Statistics and Intuition
In 2023, I read Thinking, fast and Slow by Daniel Kahneman and was fascinated by pretty much the entire book. While watching the NHL playoffs, I was reminded of a discussion in the introduction of the book: we are bad at interpreting statistics. Kahneman writes:
We prepared a survey that included realistic scenarios of statistical issues that arise in research. Amos collected the responses of a group of expert participants in a meeting of the Society of Mathematical Psychology, including the authors of two statistical textbooks. As expected, we found that our expert colleagues, like us, greatly exaggerated the likelihood that the original result of an experiment would be successfully replicated even with a small sample. They also gave very poor advice to a fictitious graduate student about the number of observations she needed to collect. Event statisticians were not good intuitive statisticians.
The key point, for me, is that even experts have a hard time interpreting statistics. The book goes on to talk about all kinds of interesting examples of how communication and our past experiences and a number of other factors can affect our interpretation of statistics.
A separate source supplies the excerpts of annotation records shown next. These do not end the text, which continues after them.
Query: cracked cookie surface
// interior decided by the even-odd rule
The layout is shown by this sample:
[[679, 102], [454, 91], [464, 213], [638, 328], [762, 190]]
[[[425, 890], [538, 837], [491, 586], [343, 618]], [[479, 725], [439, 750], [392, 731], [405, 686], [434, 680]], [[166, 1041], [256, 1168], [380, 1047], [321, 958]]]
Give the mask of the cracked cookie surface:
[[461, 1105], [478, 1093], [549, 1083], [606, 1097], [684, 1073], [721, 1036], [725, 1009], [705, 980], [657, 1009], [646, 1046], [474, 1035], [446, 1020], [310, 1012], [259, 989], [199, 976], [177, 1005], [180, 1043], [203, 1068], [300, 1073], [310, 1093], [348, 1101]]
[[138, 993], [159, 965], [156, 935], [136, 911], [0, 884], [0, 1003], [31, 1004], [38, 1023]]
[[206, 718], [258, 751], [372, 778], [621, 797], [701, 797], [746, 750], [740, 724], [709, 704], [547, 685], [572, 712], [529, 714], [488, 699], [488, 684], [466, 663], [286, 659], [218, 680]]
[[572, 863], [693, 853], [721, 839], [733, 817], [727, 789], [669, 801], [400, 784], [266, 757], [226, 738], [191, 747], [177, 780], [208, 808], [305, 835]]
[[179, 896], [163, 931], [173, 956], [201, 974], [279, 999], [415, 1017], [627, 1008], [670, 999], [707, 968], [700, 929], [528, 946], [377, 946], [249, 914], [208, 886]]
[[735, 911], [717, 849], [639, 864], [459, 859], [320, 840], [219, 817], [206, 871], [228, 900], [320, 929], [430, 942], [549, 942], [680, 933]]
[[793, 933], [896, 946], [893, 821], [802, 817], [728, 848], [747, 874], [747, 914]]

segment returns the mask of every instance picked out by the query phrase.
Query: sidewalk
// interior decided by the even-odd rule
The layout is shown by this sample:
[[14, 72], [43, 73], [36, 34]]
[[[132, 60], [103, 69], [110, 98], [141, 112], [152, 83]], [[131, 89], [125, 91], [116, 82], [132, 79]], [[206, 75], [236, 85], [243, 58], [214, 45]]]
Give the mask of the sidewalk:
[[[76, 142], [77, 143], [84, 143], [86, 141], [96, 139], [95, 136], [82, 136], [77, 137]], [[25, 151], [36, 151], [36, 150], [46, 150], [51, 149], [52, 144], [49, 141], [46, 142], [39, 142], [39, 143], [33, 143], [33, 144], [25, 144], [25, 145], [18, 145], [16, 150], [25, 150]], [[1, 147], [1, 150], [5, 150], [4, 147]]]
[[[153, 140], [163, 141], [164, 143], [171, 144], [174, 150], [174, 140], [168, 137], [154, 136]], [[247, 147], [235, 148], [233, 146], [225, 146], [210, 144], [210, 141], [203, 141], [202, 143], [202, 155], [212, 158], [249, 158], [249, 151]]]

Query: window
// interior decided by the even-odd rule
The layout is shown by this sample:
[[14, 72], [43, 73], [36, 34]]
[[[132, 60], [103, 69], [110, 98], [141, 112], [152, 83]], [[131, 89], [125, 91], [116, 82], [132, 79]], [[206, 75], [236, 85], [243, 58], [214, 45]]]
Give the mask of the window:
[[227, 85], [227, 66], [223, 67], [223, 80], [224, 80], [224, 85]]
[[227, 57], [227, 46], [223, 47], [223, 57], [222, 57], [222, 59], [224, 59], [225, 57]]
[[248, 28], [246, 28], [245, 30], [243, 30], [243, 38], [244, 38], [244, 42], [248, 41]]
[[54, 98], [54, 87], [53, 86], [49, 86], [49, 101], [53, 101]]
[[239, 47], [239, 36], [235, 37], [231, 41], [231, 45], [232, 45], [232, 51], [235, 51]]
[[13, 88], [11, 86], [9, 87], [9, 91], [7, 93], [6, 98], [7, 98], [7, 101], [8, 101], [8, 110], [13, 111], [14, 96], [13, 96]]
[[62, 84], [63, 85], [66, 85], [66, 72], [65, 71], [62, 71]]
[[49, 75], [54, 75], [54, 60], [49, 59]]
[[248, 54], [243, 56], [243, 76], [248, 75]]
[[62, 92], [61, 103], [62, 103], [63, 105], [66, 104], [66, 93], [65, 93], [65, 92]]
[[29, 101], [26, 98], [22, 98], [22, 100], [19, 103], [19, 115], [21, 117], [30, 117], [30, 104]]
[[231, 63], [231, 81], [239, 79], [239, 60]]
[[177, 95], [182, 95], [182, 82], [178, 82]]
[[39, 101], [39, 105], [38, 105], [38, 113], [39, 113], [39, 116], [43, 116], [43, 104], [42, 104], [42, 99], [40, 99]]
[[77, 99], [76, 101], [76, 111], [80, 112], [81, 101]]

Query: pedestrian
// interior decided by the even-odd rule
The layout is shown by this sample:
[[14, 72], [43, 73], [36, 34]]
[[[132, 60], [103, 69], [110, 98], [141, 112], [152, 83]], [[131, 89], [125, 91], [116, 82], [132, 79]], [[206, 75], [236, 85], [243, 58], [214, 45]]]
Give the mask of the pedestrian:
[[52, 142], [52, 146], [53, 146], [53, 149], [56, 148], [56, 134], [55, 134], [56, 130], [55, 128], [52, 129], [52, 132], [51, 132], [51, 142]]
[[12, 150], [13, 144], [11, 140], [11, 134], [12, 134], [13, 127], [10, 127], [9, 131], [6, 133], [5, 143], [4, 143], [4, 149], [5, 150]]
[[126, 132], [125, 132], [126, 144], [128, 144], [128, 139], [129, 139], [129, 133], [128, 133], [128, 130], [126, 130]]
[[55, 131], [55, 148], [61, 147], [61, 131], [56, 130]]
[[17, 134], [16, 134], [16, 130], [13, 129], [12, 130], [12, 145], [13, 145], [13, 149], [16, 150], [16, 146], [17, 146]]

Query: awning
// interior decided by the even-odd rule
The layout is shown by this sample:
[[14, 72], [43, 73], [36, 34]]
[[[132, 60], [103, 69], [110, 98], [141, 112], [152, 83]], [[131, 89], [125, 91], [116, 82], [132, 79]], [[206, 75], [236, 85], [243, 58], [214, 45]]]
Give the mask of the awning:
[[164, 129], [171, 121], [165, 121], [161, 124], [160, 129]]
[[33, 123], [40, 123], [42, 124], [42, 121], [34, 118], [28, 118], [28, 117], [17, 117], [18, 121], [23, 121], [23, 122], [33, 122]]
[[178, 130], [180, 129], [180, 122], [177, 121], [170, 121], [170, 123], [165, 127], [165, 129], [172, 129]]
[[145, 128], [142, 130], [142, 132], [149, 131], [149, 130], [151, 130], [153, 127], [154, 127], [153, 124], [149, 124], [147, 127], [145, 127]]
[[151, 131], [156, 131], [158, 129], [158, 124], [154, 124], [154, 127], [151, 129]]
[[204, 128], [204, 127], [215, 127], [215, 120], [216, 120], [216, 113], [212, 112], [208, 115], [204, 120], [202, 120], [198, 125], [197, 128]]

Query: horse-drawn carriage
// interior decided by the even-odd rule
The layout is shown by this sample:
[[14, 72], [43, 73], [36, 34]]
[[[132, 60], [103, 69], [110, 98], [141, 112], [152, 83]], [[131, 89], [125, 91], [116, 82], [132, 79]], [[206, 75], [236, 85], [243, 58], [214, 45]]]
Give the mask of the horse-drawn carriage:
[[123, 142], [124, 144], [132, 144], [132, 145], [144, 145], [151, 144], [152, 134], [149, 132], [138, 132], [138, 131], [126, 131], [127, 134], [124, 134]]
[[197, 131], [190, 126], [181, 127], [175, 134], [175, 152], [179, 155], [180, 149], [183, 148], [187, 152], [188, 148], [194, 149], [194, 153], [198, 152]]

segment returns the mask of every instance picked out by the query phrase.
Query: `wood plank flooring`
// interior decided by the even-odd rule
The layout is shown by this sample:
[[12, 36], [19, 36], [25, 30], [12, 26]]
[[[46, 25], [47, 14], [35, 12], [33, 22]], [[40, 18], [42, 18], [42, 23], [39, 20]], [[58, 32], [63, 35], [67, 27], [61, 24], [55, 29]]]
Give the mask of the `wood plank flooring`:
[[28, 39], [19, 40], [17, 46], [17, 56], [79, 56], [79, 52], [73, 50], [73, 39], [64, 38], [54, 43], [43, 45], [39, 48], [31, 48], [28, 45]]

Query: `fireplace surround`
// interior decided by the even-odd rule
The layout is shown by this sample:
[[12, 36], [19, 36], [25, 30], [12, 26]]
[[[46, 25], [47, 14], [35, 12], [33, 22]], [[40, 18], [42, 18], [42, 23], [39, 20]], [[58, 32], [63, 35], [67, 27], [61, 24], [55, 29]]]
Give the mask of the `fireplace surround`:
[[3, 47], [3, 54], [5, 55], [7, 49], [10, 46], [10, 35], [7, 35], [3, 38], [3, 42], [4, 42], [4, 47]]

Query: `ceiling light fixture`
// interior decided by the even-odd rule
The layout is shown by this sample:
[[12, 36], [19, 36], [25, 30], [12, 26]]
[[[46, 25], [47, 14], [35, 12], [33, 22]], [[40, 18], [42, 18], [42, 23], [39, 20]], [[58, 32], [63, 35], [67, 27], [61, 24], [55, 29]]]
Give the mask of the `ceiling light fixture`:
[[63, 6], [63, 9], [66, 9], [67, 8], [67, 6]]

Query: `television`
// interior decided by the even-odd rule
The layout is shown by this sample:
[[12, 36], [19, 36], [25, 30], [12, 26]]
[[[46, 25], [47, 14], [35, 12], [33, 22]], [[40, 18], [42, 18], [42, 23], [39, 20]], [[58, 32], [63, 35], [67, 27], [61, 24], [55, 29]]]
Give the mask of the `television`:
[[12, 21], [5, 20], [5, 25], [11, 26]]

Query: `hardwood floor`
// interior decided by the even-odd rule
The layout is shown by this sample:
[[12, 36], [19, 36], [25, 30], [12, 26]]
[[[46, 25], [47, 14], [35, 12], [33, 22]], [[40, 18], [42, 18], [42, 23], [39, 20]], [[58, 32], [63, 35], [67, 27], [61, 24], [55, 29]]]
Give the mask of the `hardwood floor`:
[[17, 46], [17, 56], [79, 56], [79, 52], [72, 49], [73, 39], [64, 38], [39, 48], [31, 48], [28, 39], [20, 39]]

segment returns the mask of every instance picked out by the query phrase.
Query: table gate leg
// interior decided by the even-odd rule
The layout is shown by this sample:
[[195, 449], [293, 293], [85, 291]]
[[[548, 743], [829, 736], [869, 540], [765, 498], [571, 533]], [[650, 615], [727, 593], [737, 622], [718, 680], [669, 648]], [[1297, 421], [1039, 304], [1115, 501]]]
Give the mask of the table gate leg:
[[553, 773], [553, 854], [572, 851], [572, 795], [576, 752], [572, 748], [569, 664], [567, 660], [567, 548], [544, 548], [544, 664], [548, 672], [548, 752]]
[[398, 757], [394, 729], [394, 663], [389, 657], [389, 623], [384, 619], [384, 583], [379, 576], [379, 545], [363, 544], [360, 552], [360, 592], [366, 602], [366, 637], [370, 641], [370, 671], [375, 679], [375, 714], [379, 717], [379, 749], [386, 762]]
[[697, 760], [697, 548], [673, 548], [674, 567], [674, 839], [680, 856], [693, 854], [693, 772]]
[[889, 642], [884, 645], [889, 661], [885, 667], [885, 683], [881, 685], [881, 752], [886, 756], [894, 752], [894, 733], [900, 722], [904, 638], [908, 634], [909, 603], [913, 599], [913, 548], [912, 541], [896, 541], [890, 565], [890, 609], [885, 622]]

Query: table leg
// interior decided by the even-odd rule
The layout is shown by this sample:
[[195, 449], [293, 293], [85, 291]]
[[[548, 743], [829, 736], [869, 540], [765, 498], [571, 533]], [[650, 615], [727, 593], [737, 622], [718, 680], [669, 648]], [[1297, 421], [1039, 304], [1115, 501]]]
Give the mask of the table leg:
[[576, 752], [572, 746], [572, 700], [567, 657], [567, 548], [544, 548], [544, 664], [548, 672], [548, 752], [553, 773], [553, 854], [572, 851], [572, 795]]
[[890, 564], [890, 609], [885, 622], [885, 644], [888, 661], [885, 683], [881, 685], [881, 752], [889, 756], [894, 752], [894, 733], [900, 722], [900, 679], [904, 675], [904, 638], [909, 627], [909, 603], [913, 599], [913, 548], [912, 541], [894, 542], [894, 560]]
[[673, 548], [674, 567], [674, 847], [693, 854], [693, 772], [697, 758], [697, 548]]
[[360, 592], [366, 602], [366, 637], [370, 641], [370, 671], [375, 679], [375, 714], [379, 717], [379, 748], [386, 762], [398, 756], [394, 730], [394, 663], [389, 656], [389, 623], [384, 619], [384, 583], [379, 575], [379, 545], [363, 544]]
It’s a very fascinating book. There are too many details to cover here and I want to focus on the NHL example to show how hard it is to understand numbers.
I think it was during the Canucks/Oilers series that I saw this statistic (here’s an older link with the same data):
In a series tied 2-2, the team that wins game 5 goes on to win the series 78.8% of the time.
What does that 78.8% really mean? NHL playoff series have at most 7 games so we are talking about the outcome of the remaining 2 games of a series. In theory there are 4 possible outcomes of 2 games (W = win, L = lose): W-W, W-L, L-W, L-L. In reality we don’t see all 4 outcomes because the teams will not always play 2 games but that doesn’t matter. If we were going to flip a coin twice, we have those same four outcomes (T = tails, H = heads): T-T, T-H, H-T, T-T and because each one is equally likely there is a 25% chance of a particular outcome. If we treat the hockey games like random outcomes then:
- If your team is trailing 3-2 then your only chance to win the series (the W-W outcome) is a 1 out of 4 or 25% chance.
- If your team is leading 3-2 then you can win the series with a L-W, W-L, and W-W outcome so 3 out of 4 or 75% chance.
So… if we compare NHL data to a random outcome, like a coin toss, then I guess we can say that the team that wins game 5 has a 3.8% advantage (78.8 - 75 = 3.8) over the random outcome. 3.8% sounds much smaller than 78.8%, doesn’t it? When we see a phrase like “the team that wins game 5 goes on to win the series 78.8% of the time.” then we think the team that wins game 5 will likely win the series. While the statement is true, it also feels misleading.
Summary
I’m writing here to remind myself that statistics are hard to interpret. Anytime I see a statistic I should pause and think about what that number means. Even better would be to talk the number through with another person, especially someone who thinks a little differently than me. Diverse opinions help us make better decisions because it challenges our biases.
Sports statistics, fortunately, have no real impact on my life and neither do coin tosses so they are not worth a lot of time but they are an interesting illustration. In life, there are statistics that really do matter: government policies, health care, family decisions, and sometimes even decisions at work. It is worth the time to pause and consider what the numbers mean. There can be bad actors out there who intentionally present statistics in a confusing way but more often it happens very innocently and goes unnoticed by many.
One more point: in the NBA, the team that wins game 5, after the series being tied 2-2, wins the series 82.8% of the time (a 7.8% advantage). Neat! I wonder what this number looks like in other sports? I wonder how the skill level of players would impact these numbers? For example, would junior hockey leagues be closer to 75% or further from it? I doubt I’ll take the time to find these numbers but it is interesting.